Sunday, 5 May 2024

Investor sentiment and stock prices

Last week in my ECONS101 class, we covered (among other things) the economics of financial markets. In particular, we looked at explanations for why the value of financial assets rarely represents the expected value of future cash flows or profits (the asset's fundamental value). As part of this, we discussed the formation (and the bursting) of asset bubbles.

Asset bubbles form because of self-fulfilling prophecies: If investors believe that the price of a financial asset is going to go up, many will buy the asset. This raises the demand for the asset, and the price of the asset goes up, which is exactly what investors expected to happen.

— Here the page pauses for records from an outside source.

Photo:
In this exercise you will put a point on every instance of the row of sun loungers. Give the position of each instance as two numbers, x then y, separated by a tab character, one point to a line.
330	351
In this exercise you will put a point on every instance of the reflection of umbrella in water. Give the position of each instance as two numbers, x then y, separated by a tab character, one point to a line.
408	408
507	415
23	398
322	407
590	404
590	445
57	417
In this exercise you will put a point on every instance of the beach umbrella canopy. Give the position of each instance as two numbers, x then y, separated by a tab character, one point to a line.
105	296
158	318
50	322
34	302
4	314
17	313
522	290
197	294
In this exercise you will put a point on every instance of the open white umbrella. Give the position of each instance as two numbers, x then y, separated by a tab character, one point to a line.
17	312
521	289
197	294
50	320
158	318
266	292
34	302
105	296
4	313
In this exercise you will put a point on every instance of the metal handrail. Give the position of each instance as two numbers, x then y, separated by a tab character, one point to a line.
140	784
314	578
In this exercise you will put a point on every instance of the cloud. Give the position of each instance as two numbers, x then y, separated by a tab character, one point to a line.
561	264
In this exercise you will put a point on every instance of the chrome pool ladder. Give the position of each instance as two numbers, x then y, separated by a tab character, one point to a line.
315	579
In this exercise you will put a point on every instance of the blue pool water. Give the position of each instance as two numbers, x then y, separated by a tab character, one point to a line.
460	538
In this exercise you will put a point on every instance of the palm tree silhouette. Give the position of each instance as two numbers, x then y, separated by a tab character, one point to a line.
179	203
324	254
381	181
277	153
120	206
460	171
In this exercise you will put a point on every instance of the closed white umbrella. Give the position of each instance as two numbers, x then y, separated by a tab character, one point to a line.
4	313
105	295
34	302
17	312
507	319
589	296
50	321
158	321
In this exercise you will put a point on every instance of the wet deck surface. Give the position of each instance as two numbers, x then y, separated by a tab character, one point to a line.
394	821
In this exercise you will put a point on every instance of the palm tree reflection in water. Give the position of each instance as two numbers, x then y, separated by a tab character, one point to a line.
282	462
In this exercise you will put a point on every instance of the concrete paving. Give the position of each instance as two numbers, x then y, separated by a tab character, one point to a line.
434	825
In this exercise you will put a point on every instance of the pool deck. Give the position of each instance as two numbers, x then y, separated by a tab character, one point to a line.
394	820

Because the price is increasing and this increase is due only to investors’ expectations about the future, the price of assets gets pushed beyond the asset’s fundamental value – this is an asset bubble.

Notice the key role of expectations in the formation of asset bubbles. Investors' expectations can be affected by any number of different things, one of which is their general mood (as shown in this research). In other words, investor sentiment is an important component of investors' expectations, and is therefore an important factor in asset prices. As John Maynard Keynes wrote in The General Theory of Employment, Interest and Money:

...the market will be subject to waves of optimistic and pessimistic sentiment, which are un-reasoning and yet in a sense legitimate where no solid base exists for a reasonable calculation...

Knowing that I would be covering this topic, and the importance of sentiment I was interested to read this article in The Conversation by Jedrzej Bialkowski and Moritz Wagner (both University of Canterbury), back in May. They have developed an index of investor sentiment for New Zealand. As they explain:

Market sentiment refers to the overall attitude of investors. It is commonly summarised as bullish (expecting increasing prices), bearish (expecting decreasing prices), or neutral (expecting no or only little changes in price). Such sentiment is not always based on fundamentals such as revenue, profitability and growth opportunities...

Every week since January 2020, we asked registered members of the NZSA whether they expected the stockmarket to increase (bullish), decrease (bearish) or stay the same (neutral) over the next six months. The NZSA has about 1,200 members, a quarter of whom receive email invitations to participate in the survey.

Bialkowski and Wagner then use their index of sentiment to explore the New Zealand equity market:

During the first four weeks of this year, expectations that stock prices will rise over the next six months remained elevated at 40%. In other words, 40% of the surveyed investors believe the NZ equity market will increase in the first six months of 2024. At the same time, bearish sentiment, expectations that stock prices will fall over the next six months, fluctuated around 16%.

So, despite the mounting global and local uncertainties, retail investors are optimistic about the equity market. Bullish sentiment is stronger and bearish sentiment weaker than the historical average levels of 28% and 36%, respectively.

On the back of last year’s strong market performance and a better-than-expected economy, investor optimism carries forward.

However, since sentiment is known to be a contrarian indicator, informed investors should be cautious going further into the new year.

There is definitely some hedging of bets in that last sentence. It will be interesting to see how this measure of investor sentiment performs over time, and whether it has any predictive value.